Vous qualifiez le FNAP de «lieu sacré de mémoire vivante». En quoi cette édition vient-elle renouveler ou renforcer cette mission de transmission culturelle ?
Le FNAP est, en effet, un lieu sacré de mémoire vivante, non pas au sens d’un sanctuaire figé, mais comme un espace vibrant où l’âme des traditions continue de résonner. Cette 54e édition vient renforcer cette vocation en insufflant une dimension nouvelle à la transmission : elle allie rigueur patrimoniale et audace scénographique. L’innovation y est présente pour en révéler les contours à travers des formats renouvelés, des scènes ouvertes, une mise en lumière contemporaine des rites, des gestes et des voix. En réunissant des maîtres d’art et des jeunes porteurs de savoir-faire, nous prolongeons le fil d’une mémoire en perpétuelle activation, capable de traverser le temps sans se diluer.
Cette édition coïncide avec les 40 ans de l’Association Le Grand Atlas. Quel bilan tirez-vous de ce parcours, et quels sont vos projets pour les prochaines années ?

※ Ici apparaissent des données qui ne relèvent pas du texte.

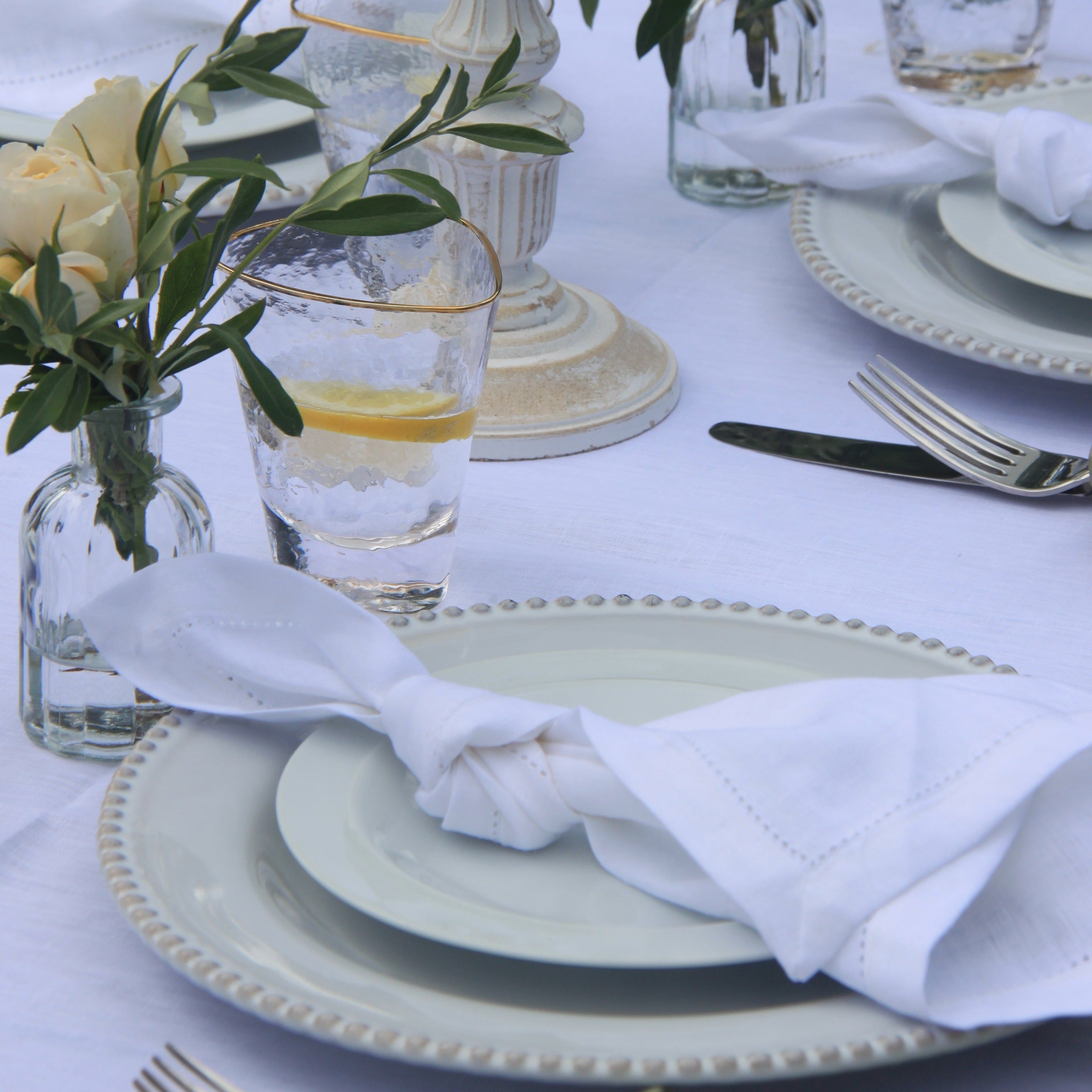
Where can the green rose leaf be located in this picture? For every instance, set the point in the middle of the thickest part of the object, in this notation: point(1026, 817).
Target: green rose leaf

Quarante années d’engagement au service de la culture, c’est avant tout un parcours façonné par la fidélité aux valeurs fondatrices : transmission, enracinement et rayonnement. L’Association Le Grand Atlas a su, au fil du temps, inscrire son action dans une vision durable, en accompagnant les grandes mutations sans jamais perdre de vue l’essentiel : faire vivre l’âme marocaine à travers ses expressions les plus authentiques.
Pour les prochaines années, notre cap est clair : renforcer la préservation du patrimoine, soutenir les formes vivantes de la culture populaire et encourager l’émergence d’une véritable relève. Il s’agit d’ancrer les jeunes générations dans l’héritage commun tout en stimulant leur créativité, afin que l’esprit de continuité culturelle ne soit jamais une charge, mais un élan.

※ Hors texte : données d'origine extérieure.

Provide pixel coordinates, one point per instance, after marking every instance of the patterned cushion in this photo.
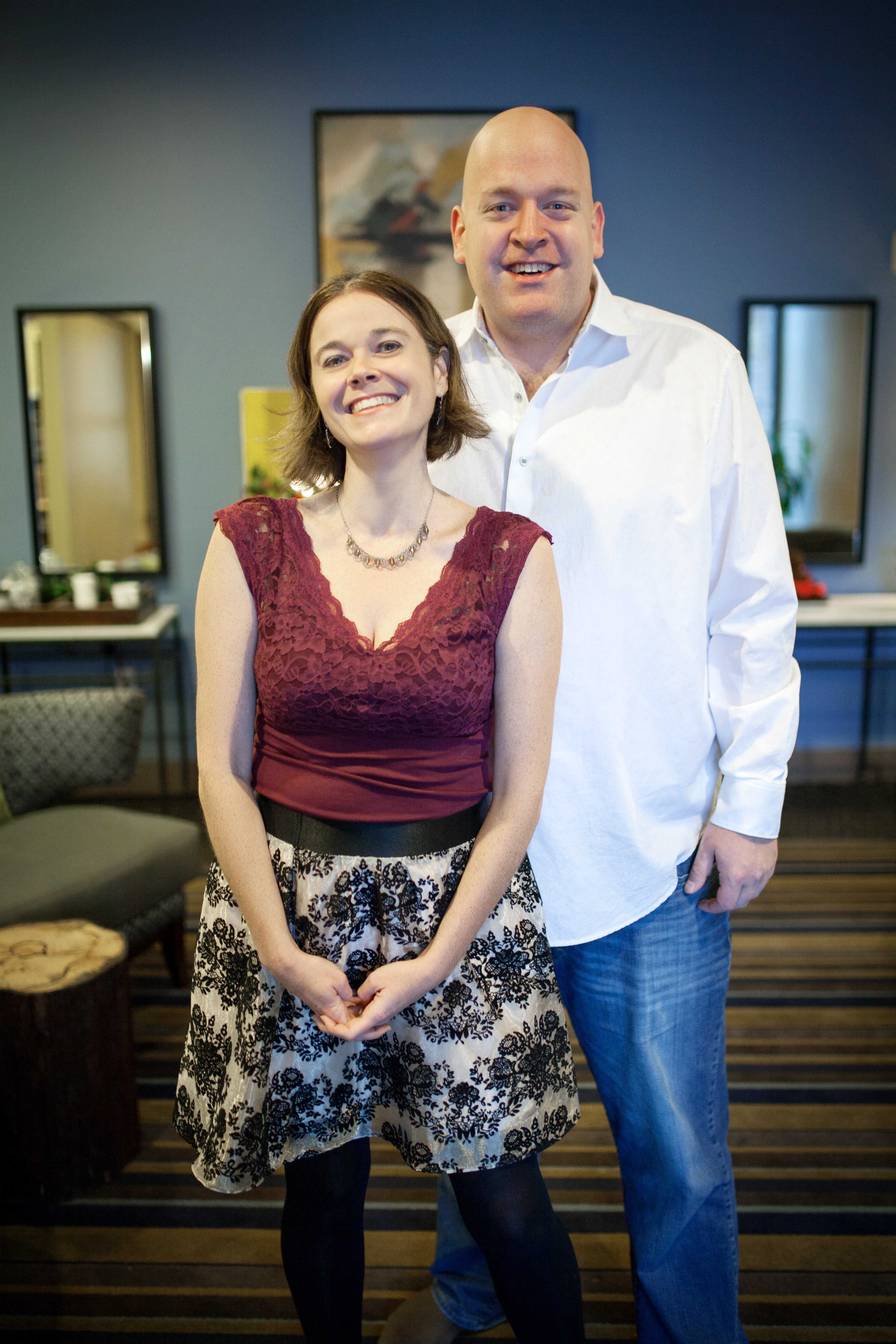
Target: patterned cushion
(56, 741)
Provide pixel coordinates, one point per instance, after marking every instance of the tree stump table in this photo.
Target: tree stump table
(68, 1080)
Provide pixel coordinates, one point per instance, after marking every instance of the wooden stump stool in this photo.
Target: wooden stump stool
(68, 1082)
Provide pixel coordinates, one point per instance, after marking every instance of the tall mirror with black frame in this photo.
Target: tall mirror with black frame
(92, 441)
(809, 365)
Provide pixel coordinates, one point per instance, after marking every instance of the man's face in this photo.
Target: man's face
(528, 230)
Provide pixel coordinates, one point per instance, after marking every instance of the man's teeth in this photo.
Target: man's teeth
(373, 401)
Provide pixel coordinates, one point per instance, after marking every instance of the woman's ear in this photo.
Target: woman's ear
(441, 367)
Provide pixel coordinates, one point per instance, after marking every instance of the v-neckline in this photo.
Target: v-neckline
(326, 584)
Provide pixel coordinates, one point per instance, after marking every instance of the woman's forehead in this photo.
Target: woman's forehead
(357, 315)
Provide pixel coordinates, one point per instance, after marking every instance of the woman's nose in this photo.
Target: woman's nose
(362, 374)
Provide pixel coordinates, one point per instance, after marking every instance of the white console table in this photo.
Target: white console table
(868, 612)
(160, 631)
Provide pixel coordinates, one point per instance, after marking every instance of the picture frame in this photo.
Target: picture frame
(386, 185)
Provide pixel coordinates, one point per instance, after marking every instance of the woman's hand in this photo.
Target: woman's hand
(382, 997)
(322, 987)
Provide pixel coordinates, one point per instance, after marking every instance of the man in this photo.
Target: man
(632, 436)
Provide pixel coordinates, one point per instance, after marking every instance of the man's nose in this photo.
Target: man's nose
(530, 226)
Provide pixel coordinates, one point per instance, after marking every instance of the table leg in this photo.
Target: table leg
(182, 707)
(867, 686)
(160, 718)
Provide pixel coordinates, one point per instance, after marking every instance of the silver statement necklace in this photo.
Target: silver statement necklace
(382, 562)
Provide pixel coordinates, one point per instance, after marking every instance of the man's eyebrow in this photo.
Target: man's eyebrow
(514, 191)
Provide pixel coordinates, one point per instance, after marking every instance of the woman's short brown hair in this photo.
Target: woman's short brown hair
(306, 454)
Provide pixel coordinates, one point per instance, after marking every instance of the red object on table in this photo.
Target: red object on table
(806, 587)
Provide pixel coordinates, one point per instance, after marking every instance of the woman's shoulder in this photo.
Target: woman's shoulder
(256, 513)
(504, 542)
(507, 530)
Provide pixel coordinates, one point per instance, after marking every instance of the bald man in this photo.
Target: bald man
(631, 435)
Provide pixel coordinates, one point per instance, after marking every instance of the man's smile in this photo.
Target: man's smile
(531, 268)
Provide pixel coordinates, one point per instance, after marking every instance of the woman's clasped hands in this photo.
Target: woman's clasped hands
(363, 1015)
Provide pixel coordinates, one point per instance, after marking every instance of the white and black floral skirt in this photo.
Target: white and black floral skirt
(477, 1073)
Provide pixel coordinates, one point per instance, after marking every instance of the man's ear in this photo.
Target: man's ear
(597, 229)
(459, 229)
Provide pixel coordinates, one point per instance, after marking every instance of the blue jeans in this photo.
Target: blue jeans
(648, 1007)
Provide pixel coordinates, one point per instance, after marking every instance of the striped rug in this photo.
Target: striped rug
(813, 1132)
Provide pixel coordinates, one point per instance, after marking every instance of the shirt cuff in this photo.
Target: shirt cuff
(750, 807)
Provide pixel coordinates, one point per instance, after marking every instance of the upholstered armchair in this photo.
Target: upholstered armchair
(120, 869)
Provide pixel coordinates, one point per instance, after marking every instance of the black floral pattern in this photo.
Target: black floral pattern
(479, 1073)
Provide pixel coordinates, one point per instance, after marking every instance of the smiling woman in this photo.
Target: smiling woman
(371, 956)
(308, 455)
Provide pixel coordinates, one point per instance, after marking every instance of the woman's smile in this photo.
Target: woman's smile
(371, 404)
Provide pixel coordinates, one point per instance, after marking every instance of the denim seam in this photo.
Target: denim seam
(714, 1131)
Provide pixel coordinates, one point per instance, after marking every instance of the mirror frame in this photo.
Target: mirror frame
(812, 543)
(151, 413)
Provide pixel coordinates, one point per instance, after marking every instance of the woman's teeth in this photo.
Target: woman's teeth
(371, 401)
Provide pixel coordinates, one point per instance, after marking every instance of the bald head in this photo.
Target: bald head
(524, 138)
(527, 228)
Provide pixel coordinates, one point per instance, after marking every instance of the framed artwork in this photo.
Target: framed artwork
(386, 186)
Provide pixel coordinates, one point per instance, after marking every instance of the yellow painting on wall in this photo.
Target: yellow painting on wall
(263, 416)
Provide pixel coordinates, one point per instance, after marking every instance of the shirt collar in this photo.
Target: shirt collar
(606, 314)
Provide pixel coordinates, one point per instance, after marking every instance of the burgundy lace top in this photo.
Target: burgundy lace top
(355, 733)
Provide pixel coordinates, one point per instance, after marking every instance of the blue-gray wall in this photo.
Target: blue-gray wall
(163, 154)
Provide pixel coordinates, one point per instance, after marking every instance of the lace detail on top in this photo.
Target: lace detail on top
(316, 675)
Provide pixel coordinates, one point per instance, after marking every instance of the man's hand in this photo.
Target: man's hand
(382, 997)
(745, 865)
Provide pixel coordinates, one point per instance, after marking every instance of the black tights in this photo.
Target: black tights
(507, 1211)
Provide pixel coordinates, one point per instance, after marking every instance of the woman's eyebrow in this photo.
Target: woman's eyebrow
(377, 331)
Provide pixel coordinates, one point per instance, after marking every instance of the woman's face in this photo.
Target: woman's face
(373, 375)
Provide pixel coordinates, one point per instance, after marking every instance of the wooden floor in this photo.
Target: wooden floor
(812, 1064)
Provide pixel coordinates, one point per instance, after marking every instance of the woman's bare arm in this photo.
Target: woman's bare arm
(526, 681)
(226, 636)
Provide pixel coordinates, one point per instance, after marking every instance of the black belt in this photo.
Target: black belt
(371, 839)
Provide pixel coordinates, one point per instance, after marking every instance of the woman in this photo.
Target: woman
(371, 953)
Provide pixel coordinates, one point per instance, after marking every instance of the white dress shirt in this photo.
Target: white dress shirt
(645, 459)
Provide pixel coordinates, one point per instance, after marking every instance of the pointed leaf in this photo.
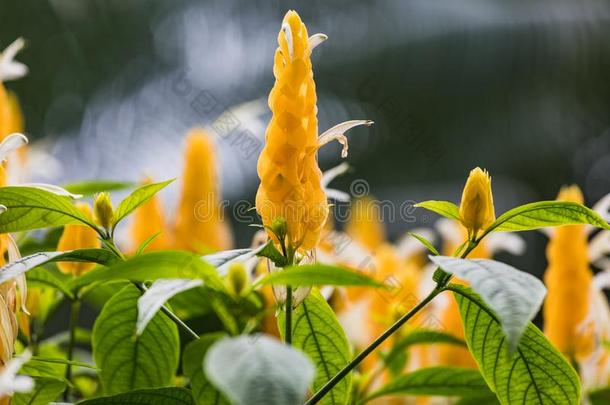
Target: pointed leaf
(546, 213)
(32, 208)
(137, 198)
(535, 374)
(318, 333)
(127, 361)
(515, 296)
(258, 370)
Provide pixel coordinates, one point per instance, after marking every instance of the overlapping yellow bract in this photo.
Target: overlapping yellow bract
(477, 206)
(288, 165)
(78, 236)
(568, 280)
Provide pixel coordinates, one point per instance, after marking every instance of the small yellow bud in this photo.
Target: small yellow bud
(477, 206)
(237, 278)
(102, 208)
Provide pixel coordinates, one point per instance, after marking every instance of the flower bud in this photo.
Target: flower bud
(477, 206)
(103, 211)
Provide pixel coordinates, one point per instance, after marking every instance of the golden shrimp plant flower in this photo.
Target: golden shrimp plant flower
(477, 205)
(291, 181)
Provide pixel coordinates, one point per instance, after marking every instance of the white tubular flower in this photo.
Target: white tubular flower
(10, 69)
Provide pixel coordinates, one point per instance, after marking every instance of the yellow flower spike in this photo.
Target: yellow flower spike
(103, 211)
(149, 220)
(288, 166)
(477, 206)
(365, 224)
(78, 236)
(568, 280)
(200, 224)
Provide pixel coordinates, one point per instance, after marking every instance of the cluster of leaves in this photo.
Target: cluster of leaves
(141, 348)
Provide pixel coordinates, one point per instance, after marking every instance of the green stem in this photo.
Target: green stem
(288, 331)
(440, 287)
(74, 312)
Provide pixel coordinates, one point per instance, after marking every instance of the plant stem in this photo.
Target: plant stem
(358, 359)
(171, 315)
(74, 312)
(288, 331)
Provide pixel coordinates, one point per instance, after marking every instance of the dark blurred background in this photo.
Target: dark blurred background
(520, 88)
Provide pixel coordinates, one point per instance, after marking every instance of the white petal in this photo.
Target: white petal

Le FNAP se déploie sur plusieurs espaces de la ville. Comment avez-vous conçu cette répartition pour rapprocher les spectacles des habitants et créer une dynamique urbaine autour du Festival ?
La répartition des spectacles sur plusieurs espaces de la ville répond à une volonté claire : faire du FNAP un événement profondément ancré dans le tissu urbain. En investissant des lieux ouverts et accessibles, nous cherchons à rapprocher les arts populaires des habitants, à faire entrer la culture dans le quotidien, sans barrières ni distances symboliques. Chaque espace devient ainsi un point de rencontre, un carrefour d’émotions, avec une programmation pensée dans un esprit de diversité : il n’y a pas de répétitions, mais chaque soir une nouvelle proposition artistique, portée par des troupes différentes. Ce choix permet de créer une véritable cartographie festive de la ville, où les traditions s’expriment librement, à ciel ouvert. Marrakech tout entière devient un écrin vivant de mémoire et de mouvement.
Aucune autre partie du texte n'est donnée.